Bedhaya ketawang tidak menggunakan iringan gamelan lengkap. Instrumen yang digunakan
hanya kethuk, kenong, kendhang ageng, ketipung, dan kemanak. Gerongan ketawang ageng
menjadi bagian pokok dalam pengiring. Gerongan ini disajikan secara koor (dibawakan oleh
lebih dari satu sindhen dan dinyanyikan bersama-sama). Ada satu instrumen unik yang
mendapat perhatian khusus, yaitu kemanak. Kemanak adalah instrumen yan berbentuk seperti
pisang, tetapi berlubang bagian tengahnya (bayangkan lobang pada kenthongan), berjumlah
sepasang. Dimainkan dengan cara dipukul secara bergantian. Suasana yang ditimbulkan oleh
perpaduan antara kemanak dan gerongan berkesan tintrim, wingit, dan angker. Walaupun
instrumen pengiring bedhaya Ketawang sederhana, namun tidak mudah untuk dimainkan.

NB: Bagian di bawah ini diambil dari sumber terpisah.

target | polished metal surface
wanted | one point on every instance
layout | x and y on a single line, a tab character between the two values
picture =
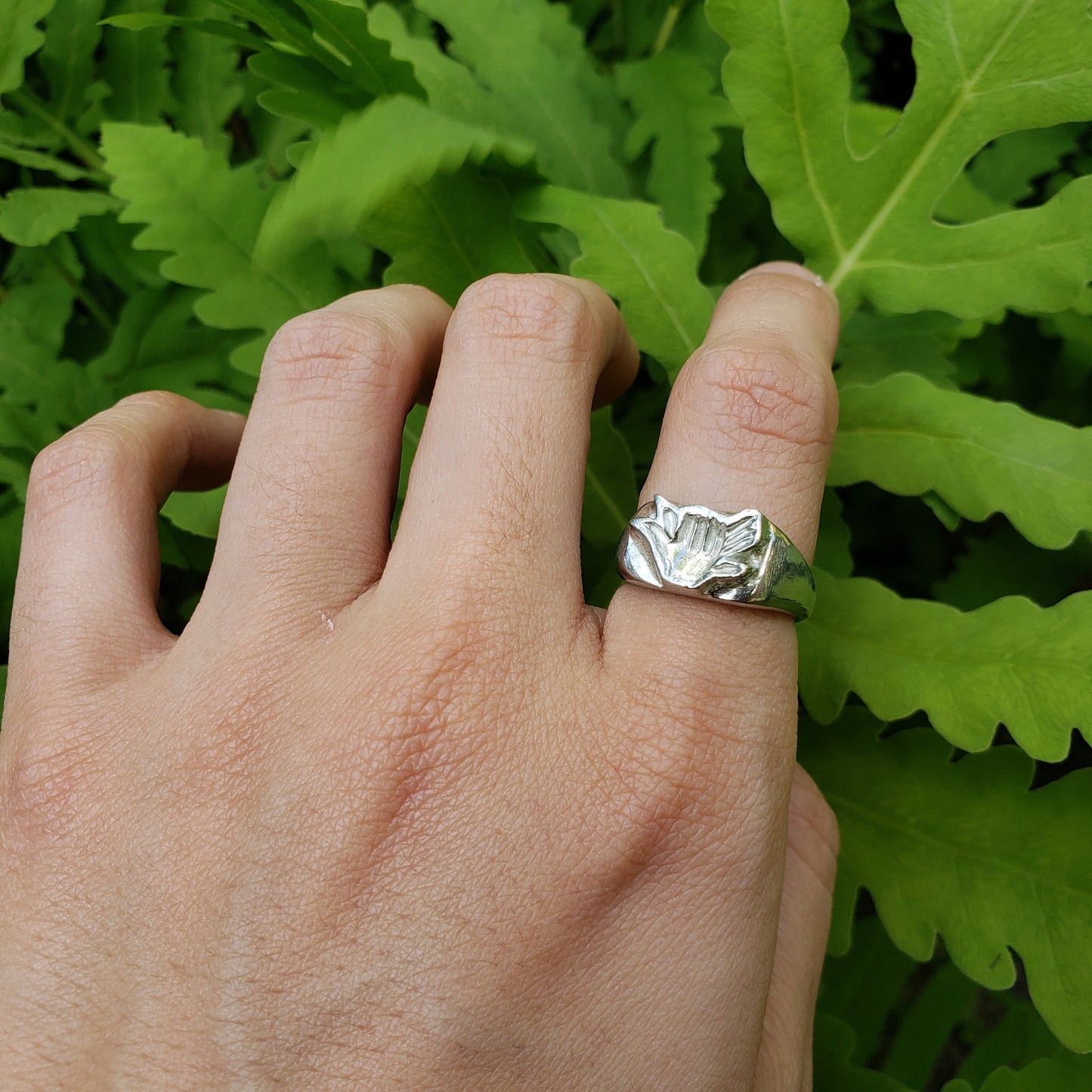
734	557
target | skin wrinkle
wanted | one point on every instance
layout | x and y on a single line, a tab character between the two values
474	836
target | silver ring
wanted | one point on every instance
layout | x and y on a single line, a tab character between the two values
735	557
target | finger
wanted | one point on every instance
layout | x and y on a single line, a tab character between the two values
308	513
749	424
784	1060
90	564
500	473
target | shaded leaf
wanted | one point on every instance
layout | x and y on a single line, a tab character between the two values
1010	663
964	851
650	270
368	159
450	230
135	66
543	83
20	36
679	113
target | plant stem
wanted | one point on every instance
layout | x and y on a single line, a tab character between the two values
83	150
670	17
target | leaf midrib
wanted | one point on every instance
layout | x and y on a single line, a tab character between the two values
933	842
966	442
849	261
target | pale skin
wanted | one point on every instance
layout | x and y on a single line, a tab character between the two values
415	816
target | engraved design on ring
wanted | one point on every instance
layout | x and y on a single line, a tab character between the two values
733	557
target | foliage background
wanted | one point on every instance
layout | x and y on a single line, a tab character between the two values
181	176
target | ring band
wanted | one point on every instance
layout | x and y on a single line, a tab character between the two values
735	557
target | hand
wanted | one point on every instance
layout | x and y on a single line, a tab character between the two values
414	816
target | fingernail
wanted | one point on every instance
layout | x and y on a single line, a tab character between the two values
787	269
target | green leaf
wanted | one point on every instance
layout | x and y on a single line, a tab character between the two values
411	437
650	270
301	88
979	456
1018	1038
206	216
1007	169
19	37
344	26
1005	564
874	346
832	546
370	159
206	82
196	512
964	851
863	986
39	161
450	86
33	218
1010	663
866	223
679	114
834	1072
450	230
218	29
544	85
68	54
157	344
135	66
610	486
1068	1072
927	1025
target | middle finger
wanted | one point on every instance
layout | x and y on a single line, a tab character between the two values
497	484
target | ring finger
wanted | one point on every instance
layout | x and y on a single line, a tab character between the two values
749	424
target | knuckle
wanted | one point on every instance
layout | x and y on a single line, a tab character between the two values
552	314
772	395
88	459
45	787
334	353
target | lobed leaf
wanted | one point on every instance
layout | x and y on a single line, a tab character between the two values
20	36
206	82
679	114
1064	1074
206	216
68	54
544	85
344	27
32	218
964	851
135	67
834	1070
450	230
1010	663
865	218
650	270
981	456
367	161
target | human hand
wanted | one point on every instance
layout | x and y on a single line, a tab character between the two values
414	816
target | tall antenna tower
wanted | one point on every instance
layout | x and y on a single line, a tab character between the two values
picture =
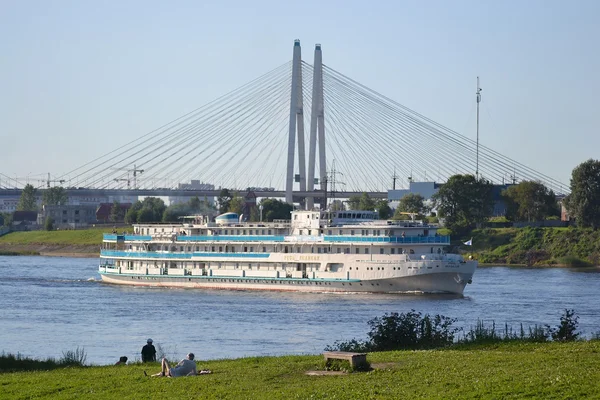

Permainan keseluruhan instrumen membutuhkan konsentrasi tinggi. Hal ini disebabkan karena
permainan gendhing ini berkesan monoton meskipun ada perubahan irama dari lambat menuju
cepat, sehingga menyebabkan para pengrawit mengantuk dan akibatnya akan mengacaukan
permainan gendhing tersebut.

Demikianlah salah satu kekayaan tarian di Indonesia khususnya di Jawa. Mengenai


kepercayaan-kepercayaan yang ada dalam tarian itu tergantung dari pembaca semua boleh
percaya atau tidak. Yang pasti itulah salah satu khasanah budaya yang harus kita jaga bersama
agar tidak sampai punah atau ditinggalkan oleh generasi penerus.